Timothy Griffioen

    It was early morning, right about the time when Horus was taken for his daily walk. Well, it wasn’t really Horus; it was a Divine Statue of him, but it allowed us to be close to him. 

    Most of the day Horus sat in a dark, tall room, right at the top of the temple. But in the mornings, he gets taken out so that people can ask him questions. It was hilarious seeing people asking Horus for advice, then walking away, head hanging, when he rocked backwards to say ‘no’. 

    I’m a priest in training. At eighteen years old, I don’t know how much longer I will remain an apprentice. I study in the Edfu Temple, the largest temple dedicated to Horus. That means I have a lot to live up to.

    I was standing behind a pillar, waiting to sneak into the sanctuary, where Horus sat. As a dare, I was going to sign my name on the statue. I was supposed to be part of Horus’ honour guard, but I had swapped out with Gyasi.

    As usual, the High Priest stood in front of the door, muttering the same prayers we are made to say every morning. Eventually, he opened the doors. Four other priests came and carried out the Barque, the boat-like structure on which Horus sat. These priests had to be immensely strong to carry the gold statue.

    The High Priest closed the door behind him but did not lock it. I heard their footsteps echo throughout the chamber, fading as they exited the room. Once they were out of sight I slipped into the sanctuary. Now it was just a matter of time before Horus was placed back in this room, with me.

    I scale the wall, using the ornate pillars as support. My long black hair, not shaved off yet, fell into my eyes. I paused to flick it off. Most of the other children studying to be a priest spent their time scouring texts and studying the Duat. Meanwhile, me and my close groups of friends would wrestle. That was why I was so great at climbing.

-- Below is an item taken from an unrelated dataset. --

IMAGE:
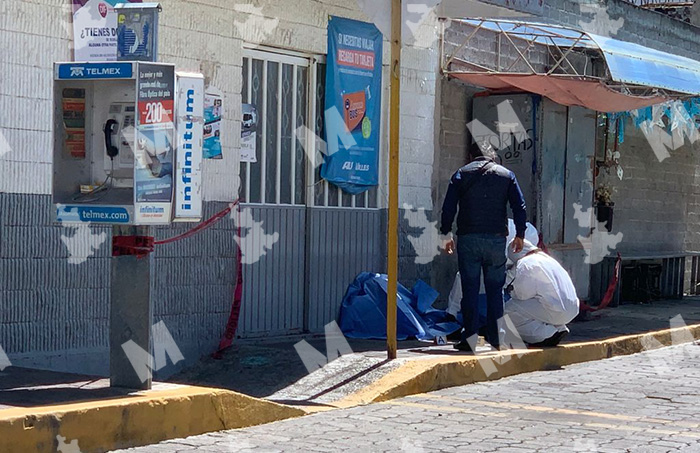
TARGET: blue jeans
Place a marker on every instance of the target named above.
(474, 253)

    After a time, the priests returned the statue. Sitting on an alcove, I saw the High Priest come in and bow, his bald head glistening in the little light. He thanked the statue for his help, then left, muttering prayers and never turning his back. The door shut, and I heard the lock click.

    It’s showtime I think, as I slid down the wall. The statue of Horus isn’t huge, but I do have to stand on the altar in front of him to reach his chin. This is where I will draw my name, in small, dark ink, so that you can only see it if you are looking for it.

    I start to write, slowly, trying not to make it any bigger than I had to. I push too hard, and the statue starts to topple backwards, but I quickly right it. I finish and stand back to admire my handiwork.

    In this light, it looks barely more than a smudge of dust. The priests will not see it unless they stand directly under the chin or look at it from a certain angle. My friends will see it when I point it out to them.

    Then I hear footsteps approaching. Quickly, I scramble away, my foot catching Horus’ foot. I fall but get back up in time to hide behind a pillar when the High Priest enters. I glanced at the statue, hoping that no marks showed I had touched it.

    Suddenly, I realise that the statue is toppling. No, no, no, no, no! I think to myself, desperately trying to wish the statue back up. The High Priest is staring at Horus, frozen in horror. Then he rushes forward, trying to stop it from falling.

    He is too late. Horus fell backwards, his head hitting the wall. An almighty crack resounds throughout the chamber. Luckily, the head hasn’t broken. The statue is stuck, leaning at a forty-five-degree angle.

    I slip out of the building, ready to tell my friends all about what had happened in the sanctuary. Boy, would we have a good laugh when I pointed out my name on Horus’ golden chin.